Из очага в эту минуту, с глухим жаром, выпало полено, нарушившее тишину. Незнакомец постучал еще раз и, не получая ответа, тихонько отворил дверь и вкрадчивым голосом, от которого я невольно вздрогнул, проговорил: «Благослови вас Бог!» Вслед затем он показался и сам и, увидев меня, вздрогнул и остановился на месте, слегка вытянув вперед голову, согнув спину и не снимая руки с ручки дверей. Удивление и возраставшая досада изображались на его сухощавом лице. Он рассчитывал встретить здесь беззащитную женщину, которую мог мучить и обкрадывать сколько угодно: вместо того перед ним вырос сильный вооруженный человек, на лице которого он не мог не прочесть справедливого гнева. Как это ни странно, нам приходилось встречаться! Я сразу узнал его, он – меня. Это был тот самый якобинец, которого я видел в гостинице на Клэн и который сообщил мне новость о смерти Гиза. Я не мог воздержаться от восклицания удивления. Мать моя, по-видимому, внезапно отделавшись от обуявшего ее страха, придавшего ей сверхъестественные силы, вновь упала на подушки. Она выпустила мою руку; дыхание ее стало сопровождаться таким громким хрипением, что я отвернулся от монаха и наклонился над нею, исполненный тревоги и забот. Глаза наши встретились. Она пыталась говорить и, наконец, вымолвила:
– Не теперь, Гастон! Пусть он… пусть он…
Одними губами она прошептала: «уйдет». Я понял ее и, в бессильном гневе, махнул ему рукой, чтоб удалился. Когда я оглянулся, его уже не было. Он воспользовался случаем, чтобы улизнуть. Дверь была заперта, свеча горела ровным пламенем: мы были одни. Я дал ей немного арманьяка[92]

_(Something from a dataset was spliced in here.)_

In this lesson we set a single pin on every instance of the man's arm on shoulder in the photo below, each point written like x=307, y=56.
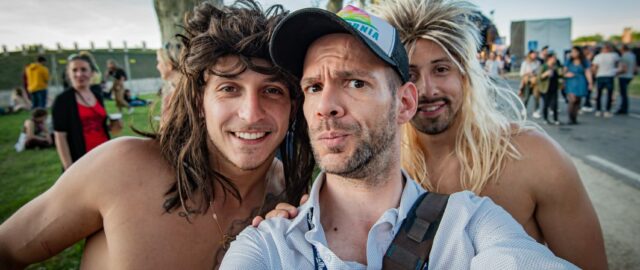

, стоявшего около кровати. Она ожила, открыла глаза. Я заметил в ней большую перемену. С лица ее исчезли признаки страха: их заменило выражение скорби, но в то же время и довольства. Она положила свою руку в мою и смотрела на меня, не имея сил говорить. Но мало-помалу крепкий спирт стал оказывать свое действие. Она знаком попросила меня приблизить голову к ее губам.– Король Наваррский, – прошептала она, – ты уверен, Гастон… Он оставит тебя у себя… на службе?
Ее глаза с такой мольбой смотрели на меня, что я, чувствуя, как близка она была от смерти, твердо и весело ответил:
– Я уверен в этом, мадам. Во всей Европе нет принца, который заслуживал бы больше доверия и относился бы к своим подданным с такой добротой.
Она вздохнула с невыразимым удовольствием и слабым шепотом благословила его.